Crypto rapt en France : Le responsable de l’enlèvement de David Balland sous les verrous
Les charges retenues contre Bajou sont lourdes, comme nous l’explique le média local Tanja7 :
- constitution de gang criminel,
- tentative de meurtre avec préméditation,
- enlèvement et séquestration accompagnés de torture,
- demande de rançon,
- possession d’armes à feu sans autorisation,
- trafic de stupéfiants.
Parmi les victimes identifiées figure David Balland, cofondateur de Ledger, la société française de portefeuilles de cryptomonnaies, enlevé en janvier 2025 dans le centre de la France avec sa compagne, un doigt coupé, une rançon de 10 millions d’euros exigée. Un autre professionnel de la crypto avait subi le même sort en mai 2025, également amputé d’un doigt avant d’être libéré. Le tribunal a également ordonné le versement d’un million de dirhams à chacune des victimes.
Un criminel recherché par Interpol
Bajou avait été arrêté à Tanger en juin 2025, après l’émission d’une notice rouge Interpol par les autorités françaises. Dans son appartement, les enquêteurs avaient découvert un arsenal d’armes blanches dissimulées dans les conduits de ventilation. Le procureur avait alors indiqué que le suspect semblait « préparer quelque chose » et qu’il constituait une menace sérieuse, les correspondances et messages saisis ayant établi qu’il était bien le cerveau de l’organisation.
Durant le procès, Bajou a nié l’ensemble des faits.
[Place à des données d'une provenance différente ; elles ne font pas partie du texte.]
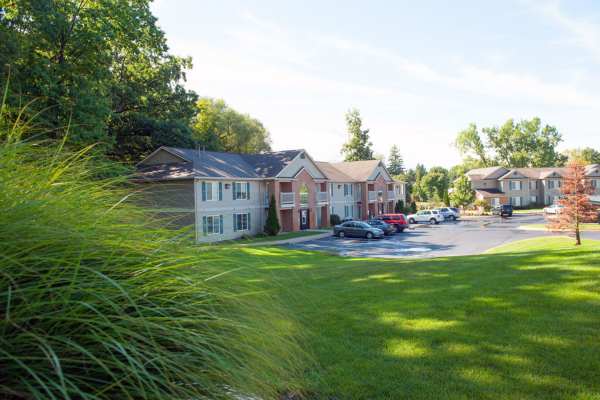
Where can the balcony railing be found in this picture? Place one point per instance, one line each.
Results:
(286, 199)
(322, 197)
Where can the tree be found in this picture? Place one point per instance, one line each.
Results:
(462, 193)
(272, 226)
(219, 127)
(576, 190)
(434, 184)
(523, 144)
(359, 146)
(587, 155)
(395, 162)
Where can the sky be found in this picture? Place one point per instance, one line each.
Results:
(419, 72)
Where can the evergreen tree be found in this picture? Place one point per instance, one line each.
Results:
(395, 162)
(272, 226)
(358, 147)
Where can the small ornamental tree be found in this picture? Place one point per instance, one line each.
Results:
(272, 226)
(576, 190)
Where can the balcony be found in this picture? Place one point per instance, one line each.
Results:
(322, 197)
(286, 199)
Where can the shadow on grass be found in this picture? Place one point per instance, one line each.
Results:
(520, 325)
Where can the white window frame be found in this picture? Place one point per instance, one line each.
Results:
(243, 192)
(216, 223)
(240, 226)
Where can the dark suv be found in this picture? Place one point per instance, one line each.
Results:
(505, 210)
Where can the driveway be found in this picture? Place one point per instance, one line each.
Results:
(463, 237)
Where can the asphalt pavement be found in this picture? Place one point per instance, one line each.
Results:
(463, 237)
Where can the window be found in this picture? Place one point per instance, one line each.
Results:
(212, 191)
(212, 224)
(241, 191)
(241, 222)
(514, 185)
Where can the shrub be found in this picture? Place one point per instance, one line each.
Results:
(98, 302)
(272, 226)
(334, 220)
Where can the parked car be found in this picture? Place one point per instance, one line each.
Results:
(385, 227)
(553, 209)
(396, 220)
(504, 210)
(432, 217)
(357, 229)
(449, 213)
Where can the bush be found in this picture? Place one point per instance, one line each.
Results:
(98, 302)
(272, 226)
(334, 220)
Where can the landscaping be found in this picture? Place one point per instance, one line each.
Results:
(518, 323)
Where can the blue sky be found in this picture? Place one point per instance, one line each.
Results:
(419, 72)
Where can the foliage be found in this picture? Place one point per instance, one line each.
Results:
(575, 200)
(587, 155)
(395, 164)
(399, 208)
(523, 144)
(359, 146)
(272, 226)
(434, 185)
(462, 193)
(94, 68)
(334, 220)
(219, 127)
(98, 302)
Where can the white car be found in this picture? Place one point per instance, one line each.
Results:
(553, 209)
(432, 217)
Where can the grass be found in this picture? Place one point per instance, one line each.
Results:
(590, 227)
(281, 236)
(518, 323)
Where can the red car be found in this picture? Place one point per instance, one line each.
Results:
(397, 220)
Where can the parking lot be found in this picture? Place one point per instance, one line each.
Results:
(463, 237)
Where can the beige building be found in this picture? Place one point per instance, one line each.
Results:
(524, 187)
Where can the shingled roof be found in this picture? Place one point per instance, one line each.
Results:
(213, 164)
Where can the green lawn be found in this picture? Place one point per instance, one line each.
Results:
(542, 227)
(522, 322)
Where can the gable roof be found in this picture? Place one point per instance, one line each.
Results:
(357, 170)
(213, 164)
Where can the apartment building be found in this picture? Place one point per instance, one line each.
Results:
(226, 195)
(524, 187)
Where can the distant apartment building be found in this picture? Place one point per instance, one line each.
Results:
(226, 195)
(524, 187)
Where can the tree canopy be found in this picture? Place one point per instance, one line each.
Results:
(359, 146)
(526, 143)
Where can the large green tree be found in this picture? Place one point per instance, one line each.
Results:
(359, 146)
(526, 143)
(91, 67)
(219, 127)
(395, 165)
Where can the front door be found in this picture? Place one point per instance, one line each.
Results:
(304, 218)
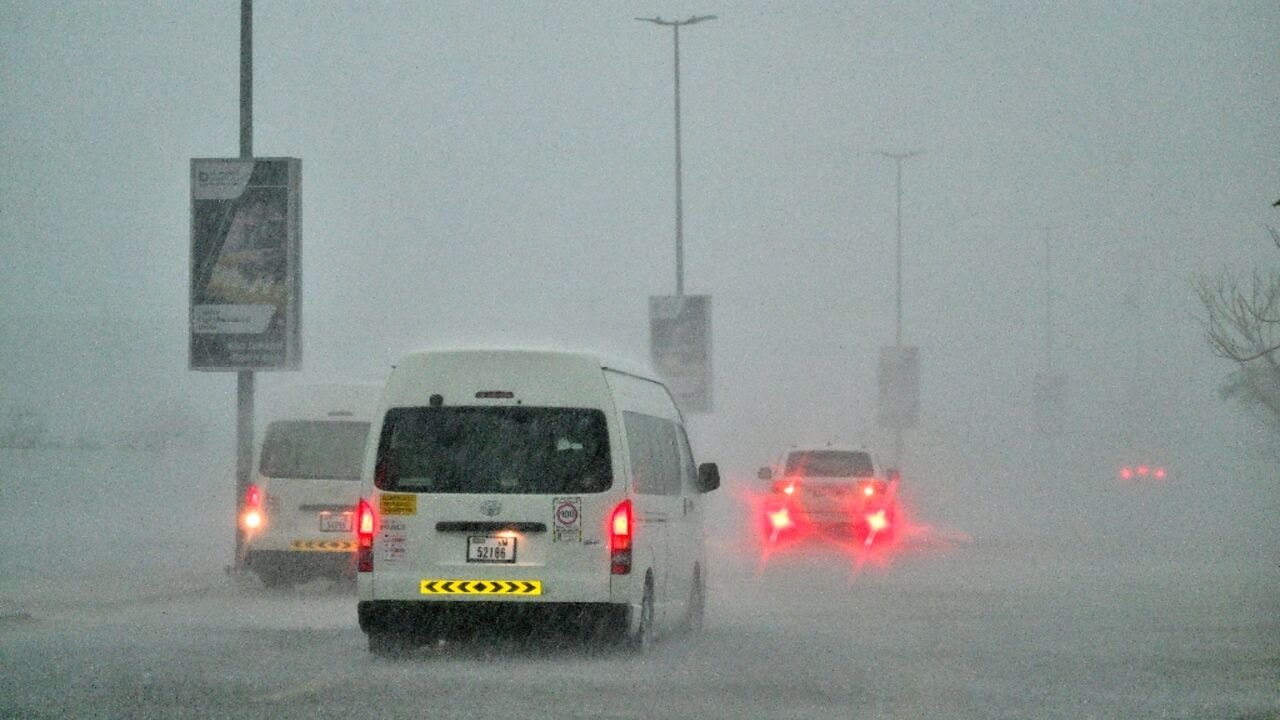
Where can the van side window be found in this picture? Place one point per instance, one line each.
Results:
(653, 445)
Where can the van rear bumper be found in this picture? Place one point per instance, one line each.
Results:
(471, 618)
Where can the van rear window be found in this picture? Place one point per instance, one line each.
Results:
(831, 464)
(494, 450)
(314, 450)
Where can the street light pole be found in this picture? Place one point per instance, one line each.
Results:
(1048, 302)
(897, 318)
(245, 378)
(899, 158)
(680, 205)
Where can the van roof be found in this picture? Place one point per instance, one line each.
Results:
(319, 401)
(603, 361)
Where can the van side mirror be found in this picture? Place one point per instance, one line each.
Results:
(708, 477)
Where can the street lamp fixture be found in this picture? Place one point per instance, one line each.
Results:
(680, 209)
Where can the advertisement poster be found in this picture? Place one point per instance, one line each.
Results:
(245, 264)
(899, 387)
(680, 342)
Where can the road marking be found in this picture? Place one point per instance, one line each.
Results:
(312, 686)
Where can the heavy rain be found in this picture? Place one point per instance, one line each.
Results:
(1010, 269)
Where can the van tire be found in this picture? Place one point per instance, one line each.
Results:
(647, 633)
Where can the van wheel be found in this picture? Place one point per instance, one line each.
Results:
(645, 634)
(696, 605)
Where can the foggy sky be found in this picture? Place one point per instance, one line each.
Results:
(503, 174)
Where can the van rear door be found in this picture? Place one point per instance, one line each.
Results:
(501, 502)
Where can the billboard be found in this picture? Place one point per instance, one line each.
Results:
(899, 387)
(245, 264)
(680, 346)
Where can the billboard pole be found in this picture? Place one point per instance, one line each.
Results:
(245, 378)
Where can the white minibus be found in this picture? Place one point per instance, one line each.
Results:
(297, 514)
(534, 492)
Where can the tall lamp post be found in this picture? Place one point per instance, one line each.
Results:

Il a affirmé avoir quitté la France pour s’établir au Maroc, où il travaillait avec son grand-père dans l’agriculture. Il a attribué les accusations à des déclarations mensongères d’un cousin, motivées par un conflit familial, et contesté que les victimes l’aient formellement identifié avant sa mise en cause par les autorités.
Crypto rapt et criminalité : le problème de fond
La condamnation de Bajou est une bonne nouvelle. Mais elle ne résout rien structurellement. Ces crimes ne naissent pas de la blockchain — ils naissent de la donnée. Un fichier volé contenant adresse, patrimoine estimé et habitudes de vie suffit à transformer un détenteur de Bitcoin en cible opérationnelle. Bajou et ses complices n’avaient pas besoin de pirater quoi que ce soit pour savoir qui cibler. Ils avaient besoin d’un fichier, d’une adresse, et d’une arme.
C’est précisément ce que nous détaillions dans notre édito sur les crypto-rapts et les fuites de données massives en France : tant que 6 167 fuites de données par an continuent d’alimenter les marchés clandestins, les Bajou se succéderont. On peut condamner l’homme. Il faudra aussi condamner la négligence numérique qui l’a rendu possible. Et pour ça, 25 ans de prison ne suffisent pas.